Congress 2010, day one

Montreal from my hotel room

I’d like to thank whoever organized ACCUTE’s program for our “Runaway technologies” session this morning: three presentations about Canadian science fiction (assuming Atwood doesn’t mind her work being called that now) and its related discourses (see session title) played very well with each other. The session not only prompted keen questions for all of us presenters, but also generated more questions about connections among the papers than about the individual papers: a good sign of well-harmonized topics. The resulting discussion was really productive and engaging for audience and presenters alike. (Well, so I thought, anyway.) And in the process I made some fine new acquaintances.

I also learned at least one new word. Atwood has described Year of the Flood as a “simultanuel” — not sure about that spelling, but it’s for a “-quel” that’s set next to a prior novel’s story (Oryx and Crake), not before or after it. Too bad our time was up before I got to ask if anyone likes Peter Watts’ word better: “sidequel.”

Which reminds me, Watts has generously shared a kind word about my other Congress paper, which goes into more detail about his work, in relation to the copyfight. Meanwhile, Canada’s news media now report that the Harper regime plans to table its latest version of a Canadian DMCA in one week’s time. What Watts’ characters say of extraterrestrial life, we might also say of Big Media’s persistent campaign to digitally lock down culture:
Technology implies belligerence.

Another highlight today was Carole Boyce Davies’ keynote for CACLALS, which explored Caribbean culture’s “transnational black poetics.”

Carole Boyce Davies addresses CACLALS at Congress. Photo courtesy of Boundry.
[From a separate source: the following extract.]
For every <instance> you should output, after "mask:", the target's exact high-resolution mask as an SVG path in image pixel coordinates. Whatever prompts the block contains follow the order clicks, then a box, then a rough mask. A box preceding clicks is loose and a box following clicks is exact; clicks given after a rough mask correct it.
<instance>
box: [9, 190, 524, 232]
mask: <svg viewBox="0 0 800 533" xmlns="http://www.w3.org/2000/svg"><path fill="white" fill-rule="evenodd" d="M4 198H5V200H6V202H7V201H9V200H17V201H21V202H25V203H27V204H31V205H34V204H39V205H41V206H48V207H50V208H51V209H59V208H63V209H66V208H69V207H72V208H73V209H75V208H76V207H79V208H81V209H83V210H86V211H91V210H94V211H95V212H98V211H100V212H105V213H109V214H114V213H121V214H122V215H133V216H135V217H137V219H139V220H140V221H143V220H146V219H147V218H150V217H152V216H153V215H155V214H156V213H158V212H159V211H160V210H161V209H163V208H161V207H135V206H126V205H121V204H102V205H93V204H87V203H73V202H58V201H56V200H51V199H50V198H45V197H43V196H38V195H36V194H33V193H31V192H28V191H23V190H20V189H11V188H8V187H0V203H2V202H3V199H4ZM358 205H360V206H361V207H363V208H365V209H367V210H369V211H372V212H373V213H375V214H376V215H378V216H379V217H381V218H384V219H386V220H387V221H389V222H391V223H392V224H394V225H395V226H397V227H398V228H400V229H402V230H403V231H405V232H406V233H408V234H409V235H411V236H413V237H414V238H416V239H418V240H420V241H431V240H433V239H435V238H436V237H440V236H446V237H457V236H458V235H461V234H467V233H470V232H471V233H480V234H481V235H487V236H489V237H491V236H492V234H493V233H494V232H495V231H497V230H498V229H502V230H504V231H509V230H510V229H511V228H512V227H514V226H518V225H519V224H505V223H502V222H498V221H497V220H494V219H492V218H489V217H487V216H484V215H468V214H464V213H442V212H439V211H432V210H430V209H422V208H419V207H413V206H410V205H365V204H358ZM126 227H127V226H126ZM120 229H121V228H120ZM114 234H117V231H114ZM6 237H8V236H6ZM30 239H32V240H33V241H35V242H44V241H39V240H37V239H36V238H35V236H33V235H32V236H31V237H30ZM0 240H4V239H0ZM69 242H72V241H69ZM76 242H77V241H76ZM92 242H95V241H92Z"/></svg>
It was one of those talks from which you can take away enough reading tips to plan a full-year grad course. Her interpretations of reggae and calypso artists and songs were powerful — as evocative as the lyrics she quoted. I’d have liked to hear more of her angle on Caribbean music forms and their meanings. (And I couldn’t help but reflect that here are music forms, like dancehall, which have flourished by flouting conventional copyright regulations. Is there any correlation between a poetics that can go transnational and an IP culture of flexible fair use?)

The ACCUTE sessions I sat in on this afternoon were, first, another very well-choreographed set of talks about US pop culture and the discourse of “healing America”; and, second, the campus reps’ meeting. Acting as proxy for AU’s designated ACCUTE rep, I got a revealing look at the society’s inner workings. (I could tell you more, but then I’d have to kill you.)

And throughout the day there was the welcome experience (culminating this evening in a rammed roof-patio over egregiously over-priced pints) of catching up and comparing notes with colleagues I haven’t seen in too long. (But then again, I work at home, so my bar for “haven’t seen in a long time” might be set somewhat low.)